2009 Portland GSA Annual Meeting (18-21 October 2009)

Paper No. 11
Presentation Time: 4:20 PM

ASSESSING THE ROLE OF SEISMIC PUMPING IN THE FORMATION OF CO-SEISMIC SOIL CRACKS, ATACAMA DESERT, CHILE


RECH, Jason A., Department of Geology and Environmental Earth Science, Miami University, Oxford, OH 45056, OWEN, Lewis A., Geology, University of Cincinnati, Cincinnati, OH 45221-0013, ALLMENDINGER, Richard W., Department of Earth and Atmospheric Sciences, Cornell University, Snee Hall, Ithaca, NY 14853-1504 and BAKER, Amanda, Department of Earth and Atmospheric Sciences, Cornell University, Snee Hall, Ithaca, NY 14853, rechja@miamioh.edu

The Atacama Desert is one of the driest and most stable landscape surfaces on earth. Consequently, soils in the Atacama are generally thick (~2-5m) and cemented with soluble salts including sulfates, chlorides, and nitrates. As the Atacama Desert is adjacent to the Nazca-South America plate boundary, this region is also tectonically active. Evidence of past earthquakes are preserved in brittle soils as co-seismic surface cracks. These cracks are typically 5 to 50 cm wide and are filled with vertically bedded eolian silt, surface clasts, and soluble salts. Recent copper exploration studies in the Atacama have identified high concentrations of copper in soils adjacent to soil cracks overlying copper ore bodies, suggesting that salts and trace elements in and around co-seismic cracks may originate from groundwater pumped to the surface during seismic events. These results are intriguing in that they suggest surficial soil chemistry may be used to identify subsurface copper deposits, and that seimic pumping may play a role in the formation of co-seismic cracks in the Atacama.

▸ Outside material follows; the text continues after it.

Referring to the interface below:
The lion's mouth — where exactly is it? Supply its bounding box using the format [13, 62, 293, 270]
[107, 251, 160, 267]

To test the potential role of seismic pumping in both the formation of co-seismic surface cracks and the precipitation of salts within crack fill material, we analyzed the δ34S isotopic values of soil, surface crack fill material, and evaporites deposited by groundwater at three sites in the Coastal Cordillera around Salar Grande in the northern Atacama Desert. Soils in this region are strongly influenced by marine aerosols and soil salts generally have δ34S isotopic values >10‰. Goundwater in this region, however, is sourced from precipitation along the western flank of the Andes. Evaporites derived from this water have δ34S isotopic values of ~5‰. Sulfate δ34S vales of the co-seismic crack fill material at one locality had isotopic values of between 11.2 and 12.2‰, similar to the δ34S values of the surrounding soil. At the two other locations, however, δ34S values of co-seismic crack fill material were mostly between 5.8 and 9.4‰, whereas soil δ34S values were between 11.5 and 13.7‰, suggesting that salts precipitated in co-seismic cracks were in part derived by groundwater pumped to the surface during seismic events. Therefore, seismic pumping of groundwater does appear to be an active process in some locations of the Atacama Desert.